I haven't forgotten where I was on that fateful day. It was my sophomore year of high school, I walked in to my science class and sat down when my classmate who sat in front of me turned around to tell me what had happened. It made no sense and none of us could wrap our heads around it. There were a lot of reports about other events besides just the plans hitting the towers. Threats that made me wonder if my own parents were safe.
My mom works for a state department and my dad often traveled to DC and VA for work, could he have been caught in this mess?
Absolute terror was all I felt.
Eventually I was able to get to the office and get a hold of my mom, she was ok. I don't believe we knew where my dad was at that point. The rest of the events from that point until we were all home together were a blur.

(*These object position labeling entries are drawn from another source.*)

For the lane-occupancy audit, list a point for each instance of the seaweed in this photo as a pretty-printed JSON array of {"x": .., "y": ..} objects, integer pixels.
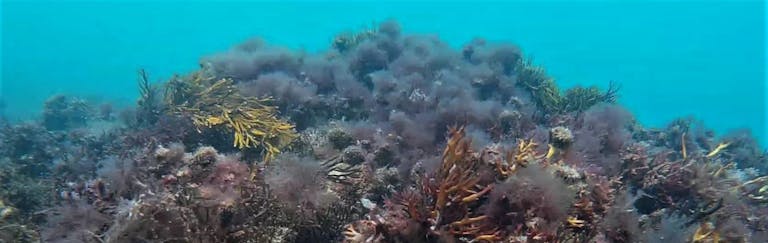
[{"x": 211, "y": 104}]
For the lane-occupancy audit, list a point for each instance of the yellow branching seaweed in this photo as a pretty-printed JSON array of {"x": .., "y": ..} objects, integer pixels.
[
  {"x": 458, "y": 185},
  {"x": 718, "y": 149},
  {"x": 519, "y": 158},
  {"x": 706, "y": 233},
  {"x": 212, "y": 104}
]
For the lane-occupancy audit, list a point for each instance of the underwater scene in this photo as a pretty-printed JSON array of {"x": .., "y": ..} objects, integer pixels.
[{"x": 362, "y": 121}]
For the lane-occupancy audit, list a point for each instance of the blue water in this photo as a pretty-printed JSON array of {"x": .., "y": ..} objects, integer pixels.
[{"x": 701, "y": 58}]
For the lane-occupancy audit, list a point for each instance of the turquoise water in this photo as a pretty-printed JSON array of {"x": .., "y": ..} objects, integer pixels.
[{"x": 672, "y": 59}]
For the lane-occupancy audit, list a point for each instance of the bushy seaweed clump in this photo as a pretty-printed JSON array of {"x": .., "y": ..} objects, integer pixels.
[{"x": 357, "y": 139}]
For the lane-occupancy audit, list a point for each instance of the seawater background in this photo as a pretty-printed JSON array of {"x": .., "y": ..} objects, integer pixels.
[{"x": 672, "y": 58}]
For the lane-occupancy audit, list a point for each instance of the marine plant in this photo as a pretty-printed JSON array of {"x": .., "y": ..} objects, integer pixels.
[
  {"x": 216, "y": 103},
  {"x": 547, "y": 95}
]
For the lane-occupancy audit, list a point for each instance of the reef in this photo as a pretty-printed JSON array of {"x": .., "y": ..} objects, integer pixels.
[{"x": 384, "y": 137}]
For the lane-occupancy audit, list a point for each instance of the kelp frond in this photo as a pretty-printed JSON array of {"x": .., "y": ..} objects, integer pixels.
[
  {"x": 546, "y": 94},
  {"x": 211, "y": 104}
]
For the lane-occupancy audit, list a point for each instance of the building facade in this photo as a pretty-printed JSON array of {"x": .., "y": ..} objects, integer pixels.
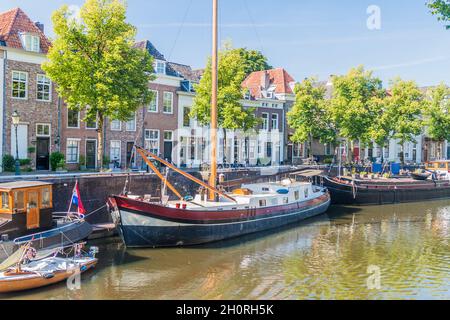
[{"x": 27, "y": 90}]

I remember watching the news and footage over and over. Unsure if these was "the end" of the what we learned were terrorist attacks or just the beginning. Watching the President declaring war against whoever had done this.
We all slept in the living room together for several days. My mom and dad, didn't go to work for a few days as job sites were locked down. We were grateful to just be together. Alive. So many others were not.

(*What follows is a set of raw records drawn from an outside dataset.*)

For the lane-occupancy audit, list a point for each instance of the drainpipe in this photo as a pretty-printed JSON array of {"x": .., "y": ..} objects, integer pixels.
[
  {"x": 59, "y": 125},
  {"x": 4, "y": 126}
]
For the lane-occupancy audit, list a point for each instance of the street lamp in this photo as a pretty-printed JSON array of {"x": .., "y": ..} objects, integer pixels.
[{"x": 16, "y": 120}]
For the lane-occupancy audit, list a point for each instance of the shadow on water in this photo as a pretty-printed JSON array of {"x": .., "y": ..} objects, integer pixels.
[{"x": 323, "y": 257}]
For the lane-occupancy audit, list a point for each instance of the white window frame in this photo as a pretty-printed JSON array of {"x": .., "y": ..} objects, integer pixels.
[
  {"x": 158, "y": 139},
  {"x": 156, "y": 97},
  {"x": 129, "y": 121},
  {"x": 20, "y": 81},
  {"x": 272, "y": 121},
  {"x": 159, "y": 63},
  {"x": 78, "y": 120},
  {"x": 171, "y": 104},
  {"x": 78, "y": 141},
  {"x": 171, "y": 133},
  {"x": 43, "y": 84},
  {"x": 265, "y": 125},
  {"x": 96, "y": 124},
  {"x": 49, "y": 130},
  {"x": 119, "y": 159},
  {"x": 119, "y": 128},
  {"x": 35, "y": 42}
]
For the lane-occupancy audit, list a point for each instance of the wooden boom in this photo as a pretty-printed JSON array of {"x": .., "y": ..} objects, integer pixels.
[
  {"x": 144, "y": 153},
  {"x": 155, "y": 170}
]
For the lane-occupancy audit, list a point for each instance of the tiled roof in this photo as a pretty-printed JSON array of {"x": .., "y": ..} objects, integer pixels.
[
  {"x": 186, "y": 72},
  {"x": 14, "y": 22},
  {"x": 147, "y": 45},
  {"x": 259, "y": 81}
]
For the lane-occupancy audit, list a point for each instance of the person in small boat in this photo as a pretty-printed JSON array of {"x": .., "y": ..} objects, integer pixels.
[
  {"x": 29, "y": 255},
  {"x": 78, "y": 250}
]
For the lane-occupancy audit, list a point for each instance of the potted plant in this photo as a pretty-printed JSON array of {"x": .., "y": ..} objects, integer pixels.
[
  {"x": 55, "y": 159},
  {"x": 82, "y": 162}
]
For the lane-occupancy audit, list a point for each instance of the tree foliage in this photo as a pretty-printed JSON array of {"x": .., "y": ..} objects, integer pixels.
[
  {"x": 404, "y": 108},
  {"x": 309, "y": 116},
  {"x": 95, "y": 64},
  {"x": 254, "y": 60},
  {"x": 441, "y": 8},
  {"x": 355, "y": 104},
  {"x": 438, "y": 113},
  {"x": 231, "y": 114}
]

Later my dad told us he was doing repairs at our areas largest newspaper building. He recapped the mass chaos, people running around, newspaper prints flying it sounded almost as if it were something out of a cartoon - except it wasn't. It was real.
Our nation pulled together strangers helped strangers. We were all changed. So many lost their lives. So many signed up to fight for our country, our freedom, and against these terrorists. So many of those people died in this war. Classmates, neighbors, friends of friends, "kids" my age.
Several years later, as an adult, I had a chance to visit NY. It was about the time they had just began to break ground on the memorial. The skyline looked so empty, still. A gaping hole where the towers once stood. Standing on that sacred ground, you could feel the emotions, it was like you could see the blood shed and feel the connection who those who never left there.
And now today, 12 years late, I wonder if my children will ever understand the gravity of what happened this day. I never far thought that there may have been an event in my lifetime that would make it to history books. Something they will learn about in school and come how and ask me if I remember.
I just hope I can do them justice in explaining it in a way they truly understand. I hope they understand the sacrifice that our armed forces make to ensure this won't happen again. But reality is, I can't promise it won't happen again. Chances are they may very well experience something as catastrophic as the events that day. And if heaven forbid they do, I pray I can help them understand and cope.